Но репрессии будут действовать только до срока…
Что до книгочея Дубровского, то и его время еще не пришло. Император Павел, гроссмейстер мальтийского ордена, не жаловал русской старины. Он, как и его отец, предпочитал все иное. Чужестранное! Необходимо было дождаться появления нового русского правителя, чтобы «парижская находка» увидела свет…
Глава четвертая
Хранители сокровища
«Дней Александровых прекрасные начала» – так напишет Александр Сергеевич Пушкин о тех легендарных временах, когда избранным казалось, что сказка возможна! Ведь Русь любит сказки! Так почему бы по щучьему велению взять всей державе и не поворотиться в сторону запада, лицом к Европе, к свободе, равенству и братству?
Едва несчастного Павла Петровича англоманы удавили шарфом в его спальне, как новый царь всея Руси Александр Павлович изрек: «Теперь все как при матушке Екатерине будет!» Но не добавил: «С той лишь разницей, что я реформы хочу учинить, каких еще свет не видывал!»
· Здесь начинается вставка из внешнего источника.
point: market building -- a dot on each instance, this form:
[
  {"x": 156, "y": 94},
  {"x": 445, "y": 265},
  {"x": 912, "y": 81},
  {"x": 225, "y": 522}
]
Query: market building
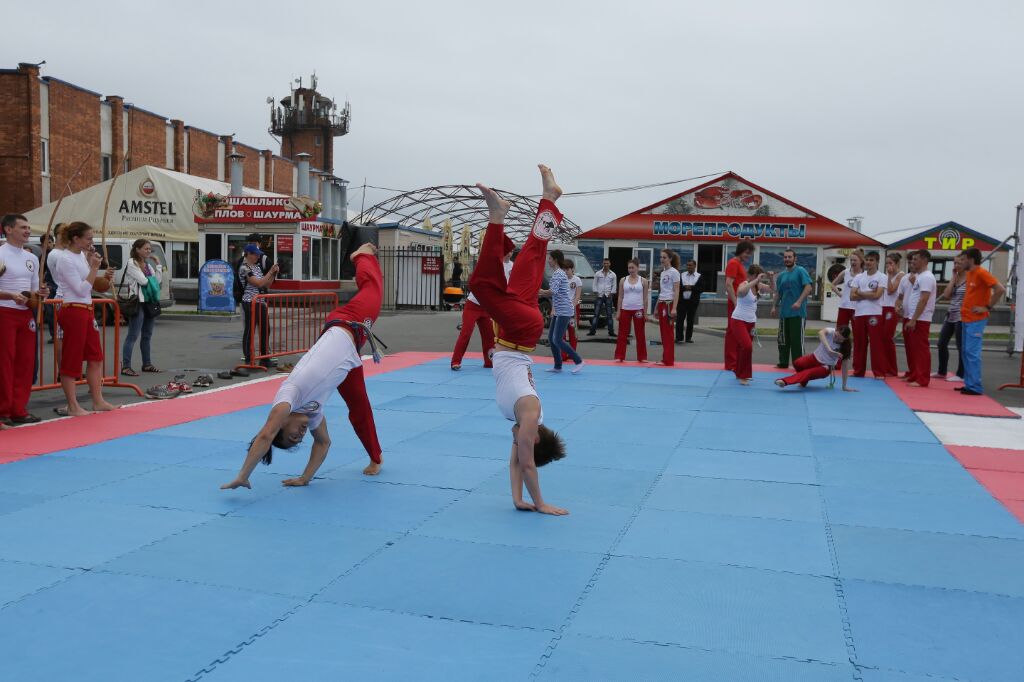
[{"x": 705, "y": 223}]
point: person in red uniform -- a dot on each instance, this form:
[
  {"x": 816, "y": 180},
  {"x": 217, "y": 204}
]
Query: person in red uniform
[
  {"x": 472, "y": 314},
  {"x": 18, "y": 281},
  {"x": 735, "y": 274},
  {"x": 332, "y": 364},
  {"x": 518, "y": 324}
]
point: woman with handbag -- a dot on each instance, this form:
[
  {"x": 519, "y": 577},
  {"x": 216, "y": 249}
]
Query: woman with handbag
[{"x": 138, "y": 296}]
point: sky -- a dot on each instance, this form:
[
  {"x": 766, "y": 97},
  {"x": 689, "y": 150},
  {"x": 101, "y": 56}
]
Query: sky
[{"x": 907, "y": 113}]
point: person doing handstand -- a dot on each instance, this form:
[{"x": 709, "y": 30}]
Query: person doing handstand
[
  {"x": 333, "y": 363},
  {"x": 518, "y": 325}
]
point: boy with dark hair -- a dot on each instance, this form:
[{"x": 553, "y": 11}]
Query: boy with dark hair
[
  {"x": 333, "y": 363},
  {"x": 518, "y": 324}
]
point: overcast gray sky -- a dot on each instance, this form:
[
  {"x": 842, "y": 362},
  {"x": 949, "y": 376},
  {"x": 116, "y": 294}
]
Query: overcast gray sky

Это был сюрприз для крепостнического государства.
Ничто так не сближает простых смертных и коронованных особ, как личные отношения, завязанные в юности. Едва став императором, Александр созвал всю свою четверку. И первым из четверки был Павел Строганов, с которым Александр дружил семьями. Строганов и предложил назвать их организацию «Негласный комитет».
Суть Негласного комитета была такова: пятеро друзей с императором во главе садились на диваны и пытались ответить на любимый русский вопрос «Что делать?». И в первую очередь как отменить крепостное право?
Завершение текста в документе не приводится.